A Conclusão do Arcano 4
Resumidamente, a meditação profunda combinada inteligentemente com o sono permite a entrada do praticante nos paraísos elementais da natureza. Portanto, o alquimista precisa trabalhar com os elementais da natureza. Como vimos, O Imperador compõe o hieróglifo do Arcano IV do Tarot. Visualmente, o soberano aparece formando um triângulo maravilhoso com seu corpo e forma uma cruz com as pernas. Realmente, essa imagem ilustra o athanor dos alquimistas. Contudo, o mago possibilita o ligâmen da cruz com o triângulo somente mediante o ouro potável da alquimia, ou seja, o fogo sagrado. Consequentemente, o Ser lança a cruz da Iniciação sobre seus ombros através do Arcano IV do Tarot.

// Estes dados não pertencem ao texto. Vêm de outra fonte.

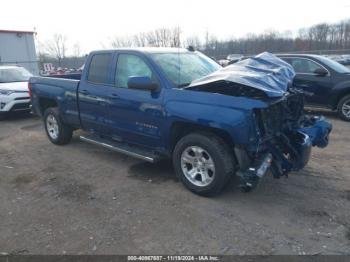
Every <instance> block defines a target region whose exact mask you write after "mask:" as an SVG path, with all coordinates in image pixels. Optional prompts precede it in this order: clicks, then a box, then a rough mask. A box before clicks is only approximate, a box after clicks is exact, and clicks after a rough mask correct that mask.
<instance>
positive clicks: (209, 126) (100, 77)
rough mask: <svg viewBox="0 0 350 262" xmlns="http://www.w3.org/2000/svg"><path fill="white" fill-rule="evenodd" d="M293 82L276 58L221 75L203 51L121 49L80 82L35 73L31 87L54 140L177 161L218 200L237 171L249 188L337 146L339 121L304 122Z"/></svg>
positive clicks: (82, 79)
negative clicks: (267, 174) (72, 140)
mask: <svg viewBox="0 0 350 262" xmlns="http://www.w3.org/2000/svg"><path fill="white" fill-rule="evenodd" d="M258 64H259V65H260V67H257V65H258ZM180 65H181V66H180ZM252 65H255V67H254V66H252ZM277 71H278V72H279V73H276V72H277ZM267 72H269V73H267ZM272 72H274V74H272ZM252 76H253V77H252ZM293 76H294V71H293V69H292V67H291V66H290V65H288V64H287V63H285V62H283V61H282V60H280V59H278V58H276V57H275V56H273V55H271V54H268V53H264V54H261V55H259V56H257V57H256V58H252V59H250V60H249V59H246V60H244V61H242V62H238V63H236V64H235V65H231V66H228V67H225V68H223V69H221V67H220V66H219V65H218V64H216V63H215V62H214V61H213V60H211V59H210V58H208V57H206V56H204V55H202V54H201V53H199V52H192V51H187V50H183V49H178V48H174V49H160V48H155V49H121V50H111V51H97V52H92V53H91V54H90V55H89V57H88V59H87V63H86V66H85V68H84V71H83V74H82V78H81V80H80V81H79V80H69V79H54V78H43V77H33V78H31V79H30V83H29V87H30V89H31V94H32V104H33V108H34V110H35V111H36V112H37V113H38V114H39V115H41V116H42V117H43V119H44V123H45V129H46V132H47V135H48V138H49V139H50V140H51V142H53V143H54V144H59V145H61V144H66V143H68V142H69V141H70V139H71V137H72V132H73V130H74V129H77V128H82V129H84V130H86V131H88V132H90V133H91V135H90V136H82V137H81V139H82V140H83V141H86V142H90V143H93V144H97V145H100V146H104V147H107V148H109V149H112V150H115V151H118V152H122V153H125V154H128V155H131V156H134V157H138V158H140V159H143V160H146V161H150V162H154V161H157V160H159V159H161V158H172V159H173V164H174V168H175V172H176V174H177V175H178V177H179V178H180V179H181V181H182V182H183V183H184V185H185V186H186V187H187V188H188V189H190V190H191V191H193V192H195V193H197V194H201V195H213V194H216V193H218V192H220V190H221V189H222V188H223V186H224V185H225V184H226V183H227V181H228V180H229V179H230V178H231V177H232V176H233V174H234V173H237V174H238V175H239V176H240V177H241V186H242V188H243V189H244V190H250V189H252V188H254V187H255V186H256V184H257V182H258V181H259V179H260V177H262V176H263V175H264V174H265V173H266V172H267V170H268V169H269V168H270V170H271V172H272V173H273V175H274V177H280V176H282V175H286V174H288V173H289V172H290V171H292V170H299V169H301V168H303V167H304V166H305V165H306V163H307V162H308V160H309V156H310V152H311V147H312V146H319V147H325V146H326V145H327V144H328V135H329V132H330V131H331V125H330V124H329V123H328V122H327V121H325V120H324V119H323V118H319V117H306V116H304V115H303V99H302V95H301V94H300V93H299V92H293V90H292V89H291V90H287V88H288V86H289V83H290V81H291V80H292V78H293Z"/></svg>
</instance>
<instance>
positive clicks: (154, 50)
mask: <svg viewBox="0 0 350 262" xmlns="http://www.w3.org/2000/svg"><path fill="white" fill-rule="evenodd" d="M115 51H134V52H140V53H149V54H154V53H192V51H189V50H187V49H186V48H177V47H133V48H116V49H110V50H97V51H92V52H91V53H94V54H95V53H104V52H115Z"/></svg>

Para concluir, nós terminaremos este capítulo ensinando os instrumentos de comando. Primeiramente, o mago ordena os elementais do fogo com o tridente de ferro ou com uma varinha de ferro. Em seguida, o Iniciado comanda os elementais do ar com uma pena de águia ou de qualquer ave. Depois, o praticante controla os elementais da água com um copo com água. Por fim, o alquimista domina os elementais da terra com uma espada ou com uma faca nova. Geograficamente, a natureza situa o reino espacial dos gnomos na região norte. Em contrapartida, ela localiza o reino das salamandras no sul. Paralelamente, o universo coloca os silfos no oriente e posiciona as ondinas no ocidente. Finalmente, estas 4 hierarquias elementais formam a cruz. Eis aí, portanto, o santo e misterioso Tetragrammaton.